Both Coleman and Giuliani are native New Yorkers, former Democrats and among the country's most successful mayors in the 1990s.
When Coleman ran for the Senate in 2002, Giuliani -- by then nationally admired for his response to the 9/11 terrorist attacks -- twice came to Minnesota to endorse him and to speak on his behalf. Coleman returned the favor by endorsing Giuliani for president last year, saying they shared a philosophy of pragmatic conservatism.
Giuliani is the narrator of a recent robocall from the McCain-Palin presidential campaign and the Republican National Committee suggesting that Democratic presidential nominee Barack Obama is soft on crime. Such robocalls have been criticized by some as unduly negative and unfair.
"This wasn't a personal attack, it wasn't negative campaigning at all," Giuliani said after the rally. "I pointed out that Senator Barack Obama doesn't support mandatory minimum sentences. ... If you can't raise the man's record ... then what you're basically saying is, you would just like to see him crowned president without any questions being asked."
'Too big for one party'
Earlier Thursday, Coleman spoke at the Humphrey Institute candidate forum at the University of Minnesota, discussing how to work in a bipartisan way to win energy independence.
He said consensus may be easier to achieve on energy than on Iraq or taxes, and predicted that a comprehensive Energy Reform Act will pass Congress next year with the long-range goal of ending energy imports within 30 years.
"America's major problems are too big for one party to solve," said Coleman, who has been blasted by Franken for his ties to President Bush.
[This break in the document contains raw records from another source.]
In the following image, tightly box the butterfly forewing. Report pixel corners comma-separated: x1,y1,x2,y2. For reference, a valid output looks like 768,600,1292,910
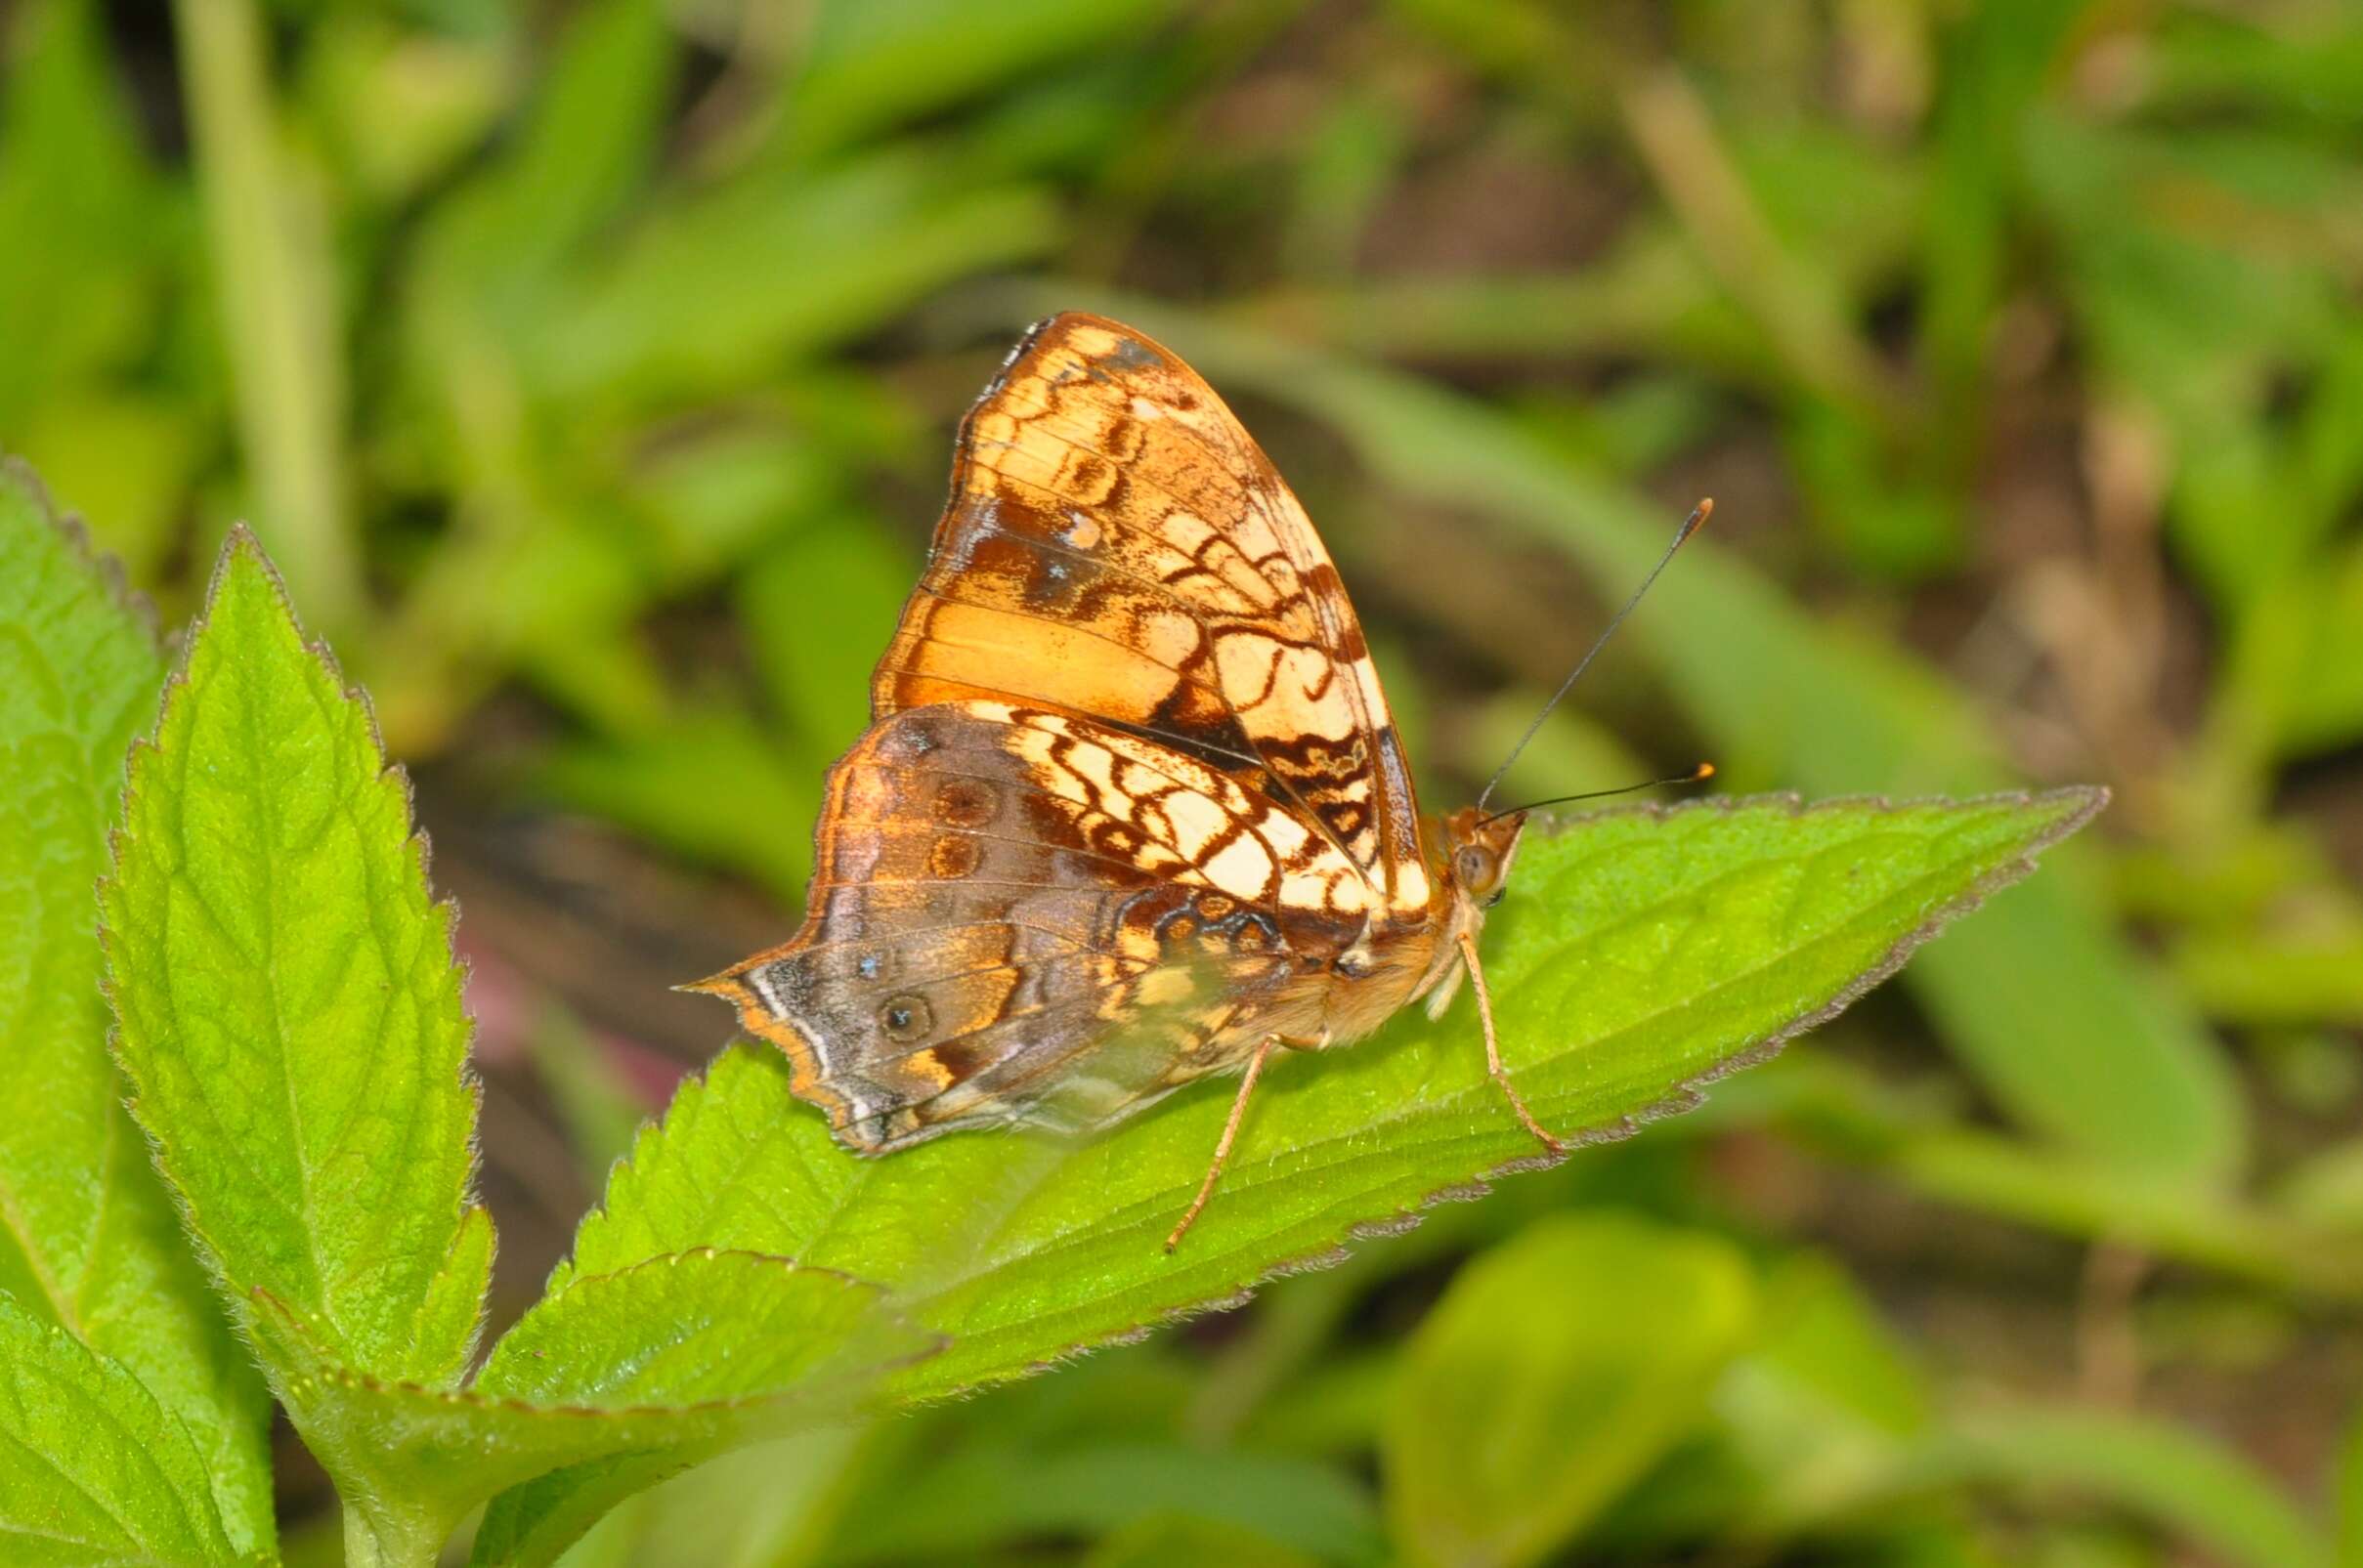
871,314,1433,923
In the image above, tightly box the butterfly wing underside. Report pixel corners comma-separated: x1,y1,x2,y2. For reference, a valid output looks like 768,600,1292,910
705,314,1442,1151
708,701,1366,1148
875,313,1432,926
Overall, during his years in the Senate, Coleman supported Bush 83 percent of the time, placing him 42nd among 49 Republican senators.
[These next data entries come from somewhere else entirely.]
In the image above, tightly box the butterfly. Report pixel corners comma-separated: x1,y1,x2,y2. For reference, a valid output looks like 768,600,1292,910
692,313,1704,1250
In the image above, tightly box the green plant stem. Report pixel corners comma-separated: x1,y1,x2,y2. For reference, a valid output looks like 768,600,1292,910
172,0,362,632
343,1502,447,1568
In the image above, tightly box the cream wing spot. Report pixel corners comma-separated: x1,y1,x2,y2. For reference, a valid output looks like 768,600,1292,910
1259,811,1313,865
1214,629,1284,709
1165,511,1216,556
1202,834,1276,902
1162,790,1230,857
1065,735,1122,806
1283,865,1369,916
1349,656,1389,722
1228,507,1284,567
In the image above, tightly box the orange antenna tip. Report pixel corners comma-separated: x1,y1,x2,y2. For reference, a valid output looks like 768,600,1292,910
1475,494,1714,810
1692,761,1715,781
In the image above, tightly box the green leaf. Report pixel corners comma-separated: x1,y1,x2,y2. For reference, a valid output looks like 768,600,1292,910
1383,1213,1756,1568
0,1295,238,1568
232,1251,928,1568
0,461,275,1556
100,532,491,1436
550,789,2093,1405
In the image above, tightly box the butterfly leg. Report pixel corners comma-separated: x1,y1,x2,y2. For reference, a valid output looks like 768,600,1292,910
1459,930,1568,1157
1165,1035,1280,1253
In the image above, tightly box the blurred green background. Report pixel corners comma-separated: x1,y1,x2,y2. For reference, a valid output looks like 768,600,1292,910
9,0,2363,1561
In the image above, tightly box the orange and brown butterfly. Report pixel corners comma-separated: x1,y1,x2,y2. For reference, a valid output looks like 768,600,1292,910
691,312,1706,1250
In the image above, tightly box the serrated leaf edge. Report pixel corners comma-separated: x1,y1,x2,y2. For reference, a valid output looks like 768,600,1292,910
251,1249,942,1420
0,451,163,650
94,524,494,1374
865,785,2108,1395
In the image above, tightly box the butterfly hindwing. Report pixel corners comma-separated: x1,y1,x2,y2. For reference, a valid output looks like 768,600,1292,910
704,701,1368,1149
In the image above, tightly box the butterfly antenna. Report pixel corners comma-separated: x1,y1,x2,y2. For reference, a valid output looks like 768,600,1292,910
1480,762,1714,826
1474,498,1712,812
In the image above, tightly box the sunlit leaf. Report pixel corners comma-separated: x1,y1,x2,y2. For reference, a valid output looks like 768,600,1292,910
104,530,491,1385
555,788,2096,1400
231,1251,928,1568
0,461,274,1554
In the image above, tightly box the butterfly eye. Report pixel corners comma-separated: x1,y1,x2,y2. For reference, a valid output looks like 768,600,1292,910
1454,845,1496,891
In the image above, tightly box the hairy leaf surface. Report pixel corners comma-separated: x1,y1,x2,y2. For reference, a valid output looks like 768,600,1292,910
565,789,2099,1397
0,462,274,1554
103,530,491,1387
Coleman said that he worried the nation's commitment to energy independence may decline as gas prices fall. "It would be very dangerous for Americans to lose the resolve we need to have," he said.
Giuliani will join Coleman today on a bus tour of southern Minnesota with morning stops in Mankato, Owatonna and Rochester. Coleman said he has visited 40 Minnesota cities this week and has another 51 to go in his final push to get out the vote.